Green councillor Gavin Corbett says budgets need to balance big picture ideas with real open-ness about the future of specific services.
At the council’s finance committee yesterday the council agreed to launch a consultation on the budget strategy over the next 4 years. Faced with a gap of over £100 million in funding over that period I think that is reasonable, indeed vital, to get public views on how best to bridge that gap. And it’s right that this should look at big themes like prevention of crises or better sharing of services or raising more income, whether through new methods like a tourist tax or Scottish Government funding formula for councils.
However, at the same time, there is clearly public interest in what the budget specifically for next year will look like. That is a much more detailed debate and it’s where recent headlines about school budget cuts, music services, common building repairs, public toilets and many others have come from.
The trouble is that I, as an opposition councillor, have not seen these more detailed proposals.
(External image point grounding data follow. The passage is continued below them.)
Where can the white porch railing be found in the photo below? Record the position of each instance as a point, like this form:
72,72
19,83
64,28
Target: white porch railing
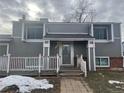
82,64
41,63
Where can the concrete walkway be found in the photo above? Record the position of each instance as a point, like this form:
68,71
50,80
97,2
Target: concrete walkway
74,85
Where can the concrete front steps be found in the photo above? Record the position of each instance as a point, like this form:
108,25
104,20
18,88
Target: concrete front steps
70,73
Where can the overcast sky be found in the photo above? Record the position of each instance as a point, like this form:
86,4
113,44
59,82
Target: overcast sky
106,10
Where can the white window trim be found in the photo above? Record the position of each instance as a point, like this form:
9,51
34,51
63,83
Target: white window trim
104,57
104,40
106,33
31,40
7,51
23,31
112,33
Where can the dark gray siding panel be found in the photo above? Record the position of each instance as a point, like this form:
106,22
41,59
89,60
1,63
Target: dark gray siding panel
67,28
112,49
92,59
17,29
19,48
54,48
116,28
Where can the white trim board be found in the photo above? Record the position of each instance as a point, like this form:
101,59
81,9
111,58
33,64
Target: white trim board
7,45
104,57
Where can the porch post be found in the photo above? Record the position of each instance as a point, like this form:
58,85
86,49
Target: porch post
91,55
57,60
8,64
39,67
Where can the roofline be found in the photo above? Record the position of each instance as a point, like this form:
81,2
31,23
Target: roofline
68,39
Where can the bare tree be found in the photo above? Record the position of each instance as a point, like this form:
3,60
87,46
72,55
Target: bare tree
80,12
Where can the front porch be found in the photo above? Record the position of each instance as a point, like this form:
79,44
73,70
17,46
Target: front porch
34,66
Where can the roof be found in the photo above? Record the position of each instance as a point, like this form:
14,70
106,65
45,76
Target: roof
5,37
68,36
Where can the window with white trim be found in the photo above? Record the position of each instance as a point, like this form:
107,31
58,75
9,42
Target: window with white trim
101,32
33,31
3,49
102,62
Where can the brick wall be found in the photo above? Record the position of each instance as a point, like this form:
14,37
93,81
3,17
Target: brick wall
116,62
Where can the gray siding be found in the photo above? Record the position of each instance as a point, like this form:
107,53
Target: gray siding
80,48
17,29
111,49
67,28
54,48
19,48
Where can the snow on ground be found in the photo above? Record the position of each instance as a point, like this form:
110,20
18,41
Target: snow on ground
25,84
115,82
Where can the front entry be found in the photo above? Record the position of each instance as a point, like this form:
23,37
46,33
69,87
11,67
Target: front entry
67,53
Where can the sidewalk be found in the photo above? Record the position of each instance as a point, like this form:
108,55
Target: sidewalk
74,85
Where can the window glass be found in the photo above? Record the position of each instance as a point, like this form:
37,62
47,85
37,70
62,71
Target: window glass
100,32
3,50
104,61
34,33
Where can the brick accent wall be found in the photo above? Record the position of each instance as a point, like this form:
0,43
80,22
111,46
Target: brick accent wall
116,63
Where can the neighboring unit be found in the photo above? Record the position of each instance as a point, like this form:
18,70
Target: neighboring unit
34,45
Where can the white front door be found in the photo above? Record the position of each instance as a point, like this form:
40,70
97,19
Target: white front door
67,53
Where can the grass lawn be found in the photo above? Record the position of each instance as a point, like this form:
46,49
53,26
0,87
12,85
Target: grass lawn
52,80
98,81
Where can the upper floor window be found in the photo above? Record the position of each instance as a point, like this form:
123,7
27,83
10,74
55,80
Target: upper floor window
34,31
101,32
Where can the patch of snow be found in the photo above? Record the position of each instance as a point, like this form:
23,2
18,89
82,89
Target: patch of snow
115,82
25,84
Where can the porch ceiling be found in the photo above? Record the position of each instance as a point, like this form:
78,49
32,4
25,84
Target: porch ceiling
5,38
68,36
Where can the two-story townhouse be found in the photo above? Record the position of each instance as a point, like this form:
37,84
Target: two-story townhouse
98,42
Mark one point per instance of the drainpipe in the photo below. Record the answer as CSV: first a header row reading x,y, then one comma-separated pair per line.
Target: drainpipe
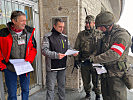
x,y
1,87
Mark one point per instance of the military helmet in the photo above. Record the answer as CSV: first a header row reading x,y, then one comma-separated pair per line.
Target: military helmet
x,y
89,18
104,19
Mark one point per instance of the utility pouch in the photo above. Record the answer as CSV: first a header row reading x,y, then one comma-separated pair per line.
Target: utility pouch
x,y
10,67
121,65
127,77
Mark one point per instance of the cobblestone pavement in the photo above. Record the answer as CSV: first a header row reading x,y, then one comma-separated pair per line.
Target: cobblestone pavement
x,y
70,95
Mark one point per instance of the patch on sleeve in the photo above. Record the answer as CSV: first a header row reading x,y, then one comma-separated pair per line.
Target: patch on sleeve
x,y
119,48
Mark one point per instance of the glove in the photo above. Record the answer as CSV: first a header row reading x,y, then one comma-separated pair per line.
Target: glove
x,y
76,64
87,62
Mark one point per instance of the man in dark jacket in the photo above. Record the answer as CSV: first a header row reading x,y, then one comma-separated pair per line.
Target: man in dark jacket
x,y
16,42
54,46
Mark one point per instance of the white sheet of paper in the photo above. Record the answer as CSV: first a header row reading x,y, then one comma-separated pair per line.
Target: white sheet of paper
x,y
21,66
70,52
99,70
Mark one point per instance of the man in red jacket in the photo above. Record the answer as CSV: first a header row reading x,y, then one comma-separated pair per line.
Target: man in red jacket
x,y
16,42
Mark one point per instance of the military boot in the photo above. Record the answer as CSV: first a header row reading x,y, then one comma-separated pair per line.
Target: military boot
x,y
88,96
97,97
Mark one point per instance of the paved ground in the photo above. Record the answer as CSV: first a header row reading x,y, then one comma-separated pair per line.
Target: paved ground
x,y
70,95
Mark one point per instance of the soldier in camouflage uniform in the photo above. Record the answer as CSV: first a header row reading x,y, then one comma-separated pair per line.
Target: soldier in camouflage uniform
x,y
88,42
114,52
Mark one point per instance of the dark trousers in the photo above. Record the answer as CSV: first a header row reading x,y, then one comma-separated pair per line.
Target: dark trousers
x,y
51,78
113,88
11,83
89,73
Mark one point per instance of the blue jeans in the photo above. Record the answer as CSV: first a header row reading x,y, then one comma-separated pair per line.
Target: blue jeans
x,y
11,83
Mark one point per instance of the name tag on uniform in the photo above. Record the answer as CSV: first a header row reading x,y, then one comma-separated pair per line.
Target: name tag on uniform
x,y
21,42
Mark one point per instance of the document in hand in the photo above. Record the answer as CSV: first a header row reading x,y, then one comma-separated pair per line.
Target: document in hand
x,y
21,66
70,52
99,68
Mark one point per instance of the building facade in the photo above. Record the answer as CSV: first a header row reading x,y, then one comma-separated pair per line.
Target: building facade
x,y
40,14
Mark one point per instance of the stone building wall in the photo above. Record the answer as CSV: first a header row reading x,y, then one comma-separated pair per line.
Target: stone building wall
x,y
74,12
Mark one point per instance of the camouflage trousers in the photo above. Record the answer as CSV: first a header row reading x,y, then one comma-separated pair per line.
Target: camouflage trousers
x,y
113,88
89,73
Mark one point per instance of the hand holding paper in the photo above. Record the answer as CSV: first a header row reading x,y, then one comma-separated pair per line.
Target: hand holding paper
x,y
70,52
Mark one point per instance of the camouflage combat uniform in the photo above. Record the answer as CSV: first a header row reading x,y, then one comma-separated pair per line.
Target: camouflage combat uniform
x,y
88,43
115,48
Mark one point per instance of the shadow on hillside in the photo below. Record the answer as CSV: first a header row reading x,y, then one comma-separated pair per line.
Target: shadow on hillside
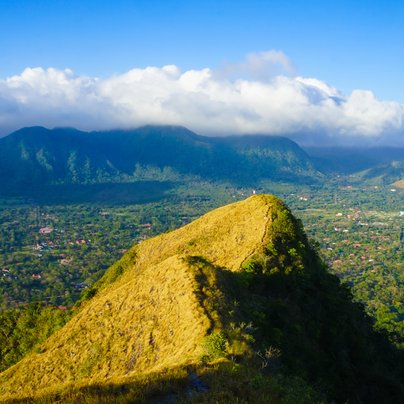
x,y
324,337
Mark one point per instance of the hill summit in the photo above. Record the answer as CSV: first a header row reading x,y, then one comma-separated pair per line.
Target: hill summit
x,y
233,305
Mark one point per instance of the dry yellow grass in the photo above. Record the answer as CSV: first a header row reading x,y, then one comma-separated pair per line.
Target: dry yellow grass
x,y
152,317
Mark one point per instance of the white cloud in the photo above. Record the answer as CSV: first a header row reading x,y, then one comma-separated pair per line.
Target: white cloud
x,y
305,109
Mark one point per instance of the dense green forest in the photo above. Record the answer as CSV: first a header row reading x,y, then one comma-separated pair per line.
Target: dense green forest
x,y
52,254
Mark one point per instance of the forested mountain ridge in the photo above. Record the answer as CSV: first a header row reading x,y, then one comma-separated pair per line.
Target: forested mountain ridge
x,y
37,155
235,305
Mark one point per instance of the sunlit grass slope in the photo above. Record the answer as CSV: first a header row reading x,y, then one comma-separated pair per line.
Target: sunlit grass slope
x,y
235,307
149,311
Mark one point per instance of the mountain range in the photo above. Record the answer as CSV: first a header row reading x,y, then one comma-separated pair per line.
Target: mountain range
x,y
33,156
233,307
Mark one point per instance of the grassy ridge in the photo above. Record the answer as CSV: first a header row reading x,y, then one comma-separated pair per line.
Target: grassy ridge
x,y
234,307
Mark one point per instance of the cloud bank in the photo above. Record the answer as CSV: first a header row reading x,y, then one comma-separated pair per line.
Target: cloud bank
x,y
207,101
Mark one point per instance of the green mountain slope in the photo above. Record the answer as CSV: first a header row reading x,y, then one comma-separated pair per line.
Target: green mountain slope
x,y
233,306
37,156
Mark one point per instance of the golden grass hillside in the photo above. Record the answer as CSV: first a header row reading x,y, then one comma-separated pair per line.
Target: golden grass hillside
x,y
150,312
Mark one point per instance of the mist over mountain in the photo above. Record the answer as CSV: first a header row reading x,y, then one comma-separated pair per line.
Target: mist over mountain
x,y
38,156
252,96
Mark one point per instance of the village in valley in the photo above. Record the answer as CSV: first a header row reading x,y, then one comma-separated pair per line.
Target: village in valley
x,y
52,254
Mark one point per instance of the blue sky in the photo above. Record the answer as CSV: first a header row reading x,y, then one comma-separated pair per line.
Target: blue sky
x,y
349,45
So there is a real danger that a 2 month consultation about budgets becomes entirely dominated by concerns about proposals that only councillors in the ruling SNP/Labour groups have sight of. That is no way to make billion pound decisions.
So that is why I secured cross-party backing yesterday to require council officers to publish specific options for the 19-20 budget as soon as possible. I originally thought that could be after the Scottish Government publishes its own draft budget in mid-late November. But it is now clear that it’ll have to be far earlier. So, in effect, the council will have a twin track process: hearing ideas on what might take us right through to 2023; and, at the same time taking soundings on more detailed and costed proposals for next year. If that means some are ruled out, well and good, and if it means some need more work, so be it.
Getting budgets to balance is as much about the strategy as the accountancy. It’s important to do both well.